SB 24 (Simitian) will provide an important upgrade to California’s landmark breach notification law. It spells out which key details must be included in that notification letter, and would make sure the Attorney General hears about the breach. SB 24 will help consumers make sense of these notices, and help arm us to stop identity theft. Sony, Citibank, and the Bay Area Rapid Transit District are recent examples of businesses and government agencies whose customers’ records were stolen by hackers.
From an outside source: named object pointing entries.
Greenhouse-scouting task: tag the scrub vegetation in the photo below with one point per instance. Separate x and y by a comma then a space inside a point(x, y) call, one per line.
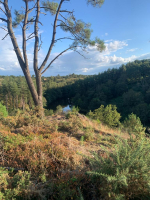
point(70, 156)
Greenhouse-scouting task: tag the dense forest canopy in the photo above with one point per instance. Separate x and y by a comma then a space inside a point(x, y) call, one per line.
point(127, 87)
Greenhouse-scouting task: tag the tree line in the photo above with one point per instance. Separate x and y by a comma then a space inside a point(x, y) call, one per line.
point(127, 87)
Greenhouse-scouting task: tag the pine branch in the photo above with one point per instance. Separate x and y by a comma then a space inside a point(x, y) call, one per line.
point(56, 58)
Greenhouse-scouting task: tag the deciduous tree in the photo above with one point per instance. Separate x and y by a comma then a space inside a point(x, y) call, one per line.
point(80, 34)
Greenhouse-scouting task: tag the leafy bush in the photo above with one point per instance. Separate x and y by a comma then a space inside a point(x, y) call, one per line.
point(14, 187)
point(48, 112)
point(133, 124)
point(75, 109)
point(123, 173)
point(108, 115)
point(59, 109)
point(3, 111)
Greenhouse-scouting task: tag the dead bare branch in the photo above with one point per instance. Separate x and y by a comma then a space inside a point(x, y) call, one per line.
point(64, 38)
point(56, 58)
point(30, 38)
point(3, 19)
point(4, 29)
point(3, 11)
point(5, 36)
point(53, 37)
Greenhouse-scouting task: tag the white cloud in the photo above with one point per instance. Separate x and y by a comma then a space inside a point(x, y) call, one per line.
point(70, 62)
point(131, 50)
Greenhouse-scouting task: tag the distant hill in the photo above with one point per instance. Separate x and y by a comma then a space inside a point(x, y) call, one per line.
point(127, 87)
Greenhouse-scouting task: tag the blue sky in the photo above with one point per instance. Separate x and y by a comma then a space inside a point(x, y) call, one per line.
point(122, 24)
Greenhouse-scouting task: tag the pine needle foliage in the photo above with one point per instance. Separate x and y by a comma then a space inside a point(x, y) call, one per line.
point(96, 3)
point(124, 173)
point(19, 17)
point(50, 6)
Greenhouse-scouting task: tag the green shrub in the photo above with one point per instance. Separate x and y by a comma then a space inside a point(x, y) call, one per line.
point(59, 109)
point(3, 111)
point(75, 109)
point(123, 173)
point(48, 112)
point(133, 124)
point(108, 115)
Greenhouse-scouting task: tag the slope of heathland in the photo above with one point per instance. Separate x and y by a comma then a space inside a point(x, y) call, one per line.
point(69, 156)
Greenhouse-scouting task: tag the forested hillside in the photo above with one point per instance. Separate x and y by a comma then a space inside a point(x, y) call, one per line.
point(127, 87)
point(14, 91)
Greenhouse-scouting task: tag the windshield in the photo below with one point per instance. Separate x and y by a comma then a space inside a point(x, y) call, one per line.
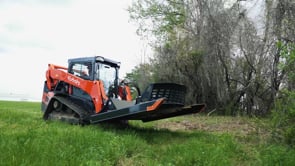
point(107, 75)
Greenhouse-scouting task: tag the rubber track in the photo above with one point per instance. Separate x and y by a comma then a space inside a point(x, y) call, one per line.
point(76, 108)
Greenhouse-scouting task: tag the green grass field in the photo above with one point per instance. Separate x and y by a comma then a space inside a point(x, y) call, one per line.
point(26, 139)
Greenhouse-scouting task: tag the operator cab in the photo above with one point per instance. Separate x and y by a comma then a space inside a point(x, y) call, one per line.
point(97, 68)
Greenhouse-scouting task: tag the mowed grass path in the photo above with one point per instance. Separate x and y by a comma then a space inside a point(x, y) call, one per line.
point(26, 139)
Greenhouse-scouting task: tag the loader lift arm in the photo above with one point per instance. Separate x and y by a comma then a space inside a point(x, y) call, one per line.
point(70, 96)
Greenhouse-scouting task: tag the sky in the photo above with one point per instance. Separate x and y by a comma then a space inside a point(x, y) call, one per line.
point(34, 33)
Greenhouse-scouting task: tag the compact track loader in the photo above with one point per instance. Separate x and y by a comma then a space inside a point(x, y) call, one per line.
point(88, 91)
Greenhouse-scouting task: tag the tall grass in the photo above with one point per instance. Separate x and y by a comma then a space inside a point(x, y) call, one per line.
point(25, 139)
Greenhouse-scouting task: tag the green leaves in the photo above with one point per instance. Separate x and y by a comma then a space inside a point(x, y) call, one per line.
point(158, 17)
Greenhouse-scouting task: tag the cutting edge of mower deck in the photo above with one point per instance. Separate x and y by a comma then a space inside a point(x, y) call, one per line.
point(147, 111)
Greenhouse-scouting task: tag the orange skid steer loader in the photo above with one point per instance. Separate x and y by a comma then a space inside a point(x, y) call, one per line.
point(88, 92)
And just a few weeks ago it was revealed that 300,000 Californians’ intimate medical records, along with their social security numbers, were viewable for months to anyone with an internet connection, owing to an insurance processing business’ failure to safeguard its electronic data files. This massive medical records data breach leads us to another privacy related legislative victory: SB 850 (Leno), which will expand the Confidentiality of Medical Information Act to both written and electronic health records.
Also of note, was the signing of SB 208 (Alquist), which will authorize restitution to an identity theft victim for expenses to monitor a credit report and for the costs to repair a credit rating, and SB 636 (Corbett), which will provide further protection to individuals participating in the Safe at Home Program – which provides anonymity to victims of domestic violence, stalking, and sexual assault – by prohibiting their addresses and telephone numbers from being posted on the Internet, and establishing crimes for publishing or failing to remove their identifying information.
Governor Vetoes SB 914 (Leno) – Police Search of Smart Phones
Currently police can seize and search an individual’s smart phone or android without a warrant, just like a traditional cell phone. SB 914 would have clarified that an arrestee’s cell phone can only be accessed with a warrant, except in circumstances where there is an immediate threat to public safety or the arresting officer. It acknowledges that accessing information on a cell phone is fundamentally different than searching an arrested person’s wallet, cigarettes or pockets. Being that modern cell phones are becoming more like all purpose computers, and therefore contain ALL KINDS of personal, private information, the authorities should not be granted the right to that information without a warrant.
As State Senator Mark Leno noted, "If you like to attend political rallies, parades, protests or sit-ins, you might consider leaving your cell phone at home in the unlikely event arrests are made. A recent California Supreme Court decision allows police to rummage through all of the private information on your smart phone as part of an arrest, including your text messages and e-mails. This warrantless search is now legal in California, regardless of whether the information on the phone is relevant to the arrest or if criminal charges are ever filed.’
This fight isn’t over. Senator Mark Leno has indicated he will bring this legislation back next year. Let’s hope we can change the Governor’s mind.